Of Gods, And Teapots.

It is difficult for me to express the extent to which I violently, vehemently disagree with Ross Douthat’s recent post about how thinking atheists should really be just a little bit agnostic.  He’s responding to a famous quote by Bertrand Russell, in which Russell likens a belief in a god to a belief in a china teapot orbiting the Sun between here and Mars, on the grounds that both beliefs are unprovable as false but are, at best, highly unlikely.  Here are the key points from Douthat’s response:

An intuitive belief in some sort of presiding Agent seems to be an extremely common, albeit hardly universal, feature of human nature; this intuition has intersected, historically, with an enormous amount of subjective religious experience; and this intersection (along with, yes, the force of custom and tradition) has produced and sustained the religious traditions that seem to Richard Dawkins and company like so much teapot-worship.

The story of our civilization, in particular, is a story in which an extremely large circle of non-insane human beings have perceived themselves to be experiencing an interaction with a being who seems recognizable as the Judeo-Christian God (here I do feel comfortable using the term), rather than merely being taught about Him in Sunday School.

… it is one thing to disbelieve in God; it is quite another to never feel a twinge of doubt about one’s own disbelief. And just as the Christian who has never entertained doubts about his faith probably hasn’t thought hard enough about the matter, the atheist who perceives the Christian God and the flying spaghetti monster as equally ridiculous hypotheses really needs to get out more often.

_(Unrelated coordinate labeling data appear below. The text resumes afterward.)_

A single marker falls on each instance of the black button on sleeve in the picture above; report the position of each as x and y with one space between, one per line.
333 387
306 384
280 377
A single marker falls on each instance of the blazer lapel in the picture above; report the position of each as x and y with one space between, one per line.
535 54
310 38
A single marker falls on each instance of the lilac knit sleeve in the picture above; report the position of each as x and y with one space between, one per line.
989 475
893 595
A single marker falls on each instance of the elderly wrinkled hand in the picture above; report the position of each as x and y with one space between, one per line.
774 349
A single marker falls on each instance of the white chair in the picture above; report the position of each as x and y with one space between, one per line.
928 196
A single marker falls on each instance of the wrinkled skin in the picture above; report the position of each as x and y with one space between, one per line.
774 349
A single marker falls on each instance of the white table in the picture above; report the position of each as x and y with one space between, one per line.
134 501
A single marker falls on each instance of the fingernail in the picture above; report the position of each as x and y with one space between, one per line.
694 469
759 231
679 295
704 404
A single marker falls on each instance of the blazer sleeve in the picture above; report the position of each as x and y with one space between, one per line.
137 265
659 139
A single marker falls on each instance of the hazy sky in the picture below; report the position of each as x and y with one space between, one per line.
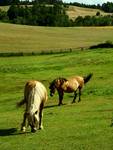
89 1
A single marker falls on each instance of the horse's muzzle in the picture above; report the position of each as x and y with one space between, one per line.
51 94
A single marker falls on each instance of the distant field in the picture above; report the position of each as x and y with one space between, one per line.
74 11
21 38
79 126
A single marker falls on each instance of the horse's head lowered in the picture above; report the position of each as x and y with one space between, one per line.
56 84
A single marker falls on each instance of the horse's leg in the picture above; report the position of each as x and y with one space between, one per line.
75 95
23 125
79 95
61 94
41 116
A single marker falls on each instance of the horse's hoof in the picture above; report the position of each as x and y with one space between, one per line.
23 129
33 130
41 128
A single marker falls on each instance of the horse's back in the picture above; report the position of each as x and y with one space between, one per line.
35 94
77 80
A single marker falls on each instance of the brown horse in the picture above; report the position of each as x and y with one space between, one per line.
70 85
35 96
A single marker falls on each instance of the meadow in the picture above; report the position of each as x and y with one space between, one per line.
79 126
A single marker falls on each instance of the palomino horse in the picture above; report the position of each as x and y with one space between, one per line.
35 96
68 85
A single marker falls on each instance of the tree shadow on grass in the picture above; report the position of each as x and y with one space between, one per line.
11 131
54 105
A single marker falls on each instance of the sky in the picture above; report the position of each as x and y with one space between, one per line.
89 1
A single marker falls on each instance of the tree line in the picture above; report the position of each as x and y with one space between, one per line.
106 7
41 14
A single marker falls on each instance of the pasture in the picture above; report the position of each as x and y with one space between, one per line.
79 126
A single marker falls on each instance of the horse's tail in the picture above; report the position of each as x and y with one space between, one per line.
22 102
87 78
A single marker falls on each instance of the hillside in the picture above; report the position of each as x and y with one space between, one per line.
75 11
21 38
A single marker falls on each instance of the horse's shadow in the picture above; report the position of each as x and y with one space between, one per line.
10 132
50 106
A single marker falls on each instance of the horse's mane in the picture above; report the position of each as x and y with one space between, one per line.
62 80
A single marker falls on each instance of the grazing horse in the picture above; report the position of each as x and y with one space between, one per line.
68 85
35 96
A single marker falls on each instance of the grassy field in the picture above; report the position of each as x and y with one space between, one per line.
80 126
74 11
19 38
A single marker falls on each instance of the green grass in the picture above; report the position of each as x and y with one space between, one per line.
20 38
80 126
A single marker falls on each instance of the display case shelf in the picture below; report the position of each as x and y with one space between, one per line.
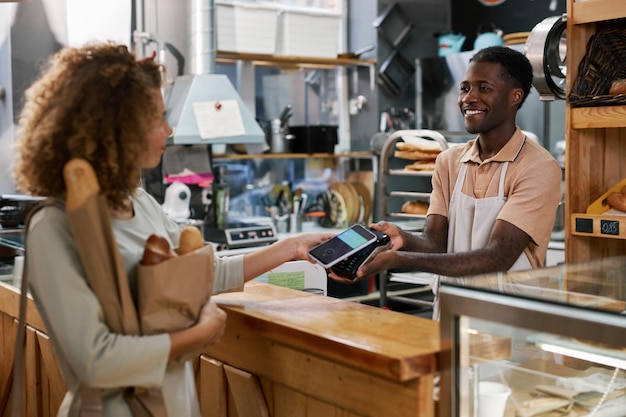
566 327
406 172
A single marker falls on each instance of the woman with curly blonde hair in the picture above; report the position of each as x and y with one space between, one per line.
100 103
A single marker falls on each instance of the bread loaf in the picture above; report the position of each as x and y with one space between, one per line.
157 250
617 200
618 87
415 207
190 240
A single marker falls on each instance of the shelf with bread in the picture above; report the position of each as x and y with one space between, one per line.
408 153
407 163
595 127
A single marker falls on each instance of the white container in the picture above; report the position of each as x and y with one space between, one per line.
302 33
246 28
492 397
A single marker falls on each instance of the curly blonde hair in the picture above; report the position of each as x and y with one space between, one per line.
94 102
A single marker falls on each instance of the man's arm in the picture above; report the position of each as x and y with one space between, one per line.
423 253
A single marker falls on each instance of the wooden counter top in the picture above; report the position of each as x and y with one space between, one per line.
393 345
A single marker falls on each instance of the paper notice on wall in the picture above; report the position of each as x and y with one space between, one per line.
218 119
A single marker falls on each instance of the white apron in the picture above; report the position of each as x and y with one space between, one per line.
470 221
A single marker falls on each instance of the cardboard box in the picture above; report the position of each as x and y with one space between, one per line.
302 33
246 28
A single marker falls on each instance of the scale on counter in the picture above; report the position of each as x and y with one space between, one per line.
241 234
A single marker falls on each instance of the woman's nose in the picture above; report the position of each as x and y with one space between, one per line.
169 130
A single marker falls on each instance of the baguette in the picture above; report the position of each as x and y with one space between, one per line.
541 405
190 240
415 207
157 250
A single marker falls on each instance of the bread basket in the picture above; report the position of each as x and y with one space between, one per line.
604 62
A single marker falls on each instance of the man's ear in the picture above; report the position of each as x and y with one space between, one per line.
517 96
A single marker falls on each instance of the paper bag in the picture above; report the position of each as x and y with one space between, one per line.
171 293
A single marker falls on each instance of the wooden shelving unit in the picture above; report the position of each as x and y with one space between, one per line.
596 145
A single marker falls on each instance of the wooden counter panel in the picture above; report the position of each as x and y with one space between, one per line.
10 303
394 345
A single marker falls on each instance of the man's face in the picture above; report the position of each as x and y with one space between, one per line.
485 99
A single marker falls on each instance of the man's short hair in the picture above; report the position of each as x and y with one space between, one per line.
516 68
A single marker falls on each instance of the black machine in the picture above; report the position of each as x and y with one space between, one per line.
348 267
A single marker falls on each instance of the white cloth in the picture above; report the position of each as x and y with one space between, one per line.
470 222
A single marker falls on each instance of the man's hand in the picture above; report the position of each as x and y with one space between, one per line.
391 230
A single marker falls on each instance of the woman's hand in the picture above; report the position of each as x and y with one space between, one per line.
208 330
307 241
212 320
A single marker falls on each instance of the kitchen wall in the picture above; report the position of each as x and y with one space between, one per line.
37 28
6 108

Basically what Douthat is saying here is, lots of other people have believed this, so that makes it more likely.  This is obviously an egregious logical fallacy, and it does nothing to address the problem of burden of proof put forth by Russell’s analogy.  Human beings have at one point or another believed in all sorts of demonstrably silly things, including: that the world is flat; that the souls of long-dead aliens influence our actions; and that people of a different skin color are a different species entirely.  But the fact that humans have believed these things does not change the fact that there is absolutely no shred of evidence whatsoever to support them, and an overwhelming amount of evidence that proves the opposite.  So it is with a Christian God.

It is one thing to acknowledge that religion has had a incalculable impact on what we will, for the moment, call civilization.  It is another to look at that widespread belief and wonder what it says about human beings, about the way that our mind works and the way our culture shapes our ideas.  But to look at this widespread belief and say, well, maybe they were on to something is to ignore the fact that human beings have historically been wrong about almost everything.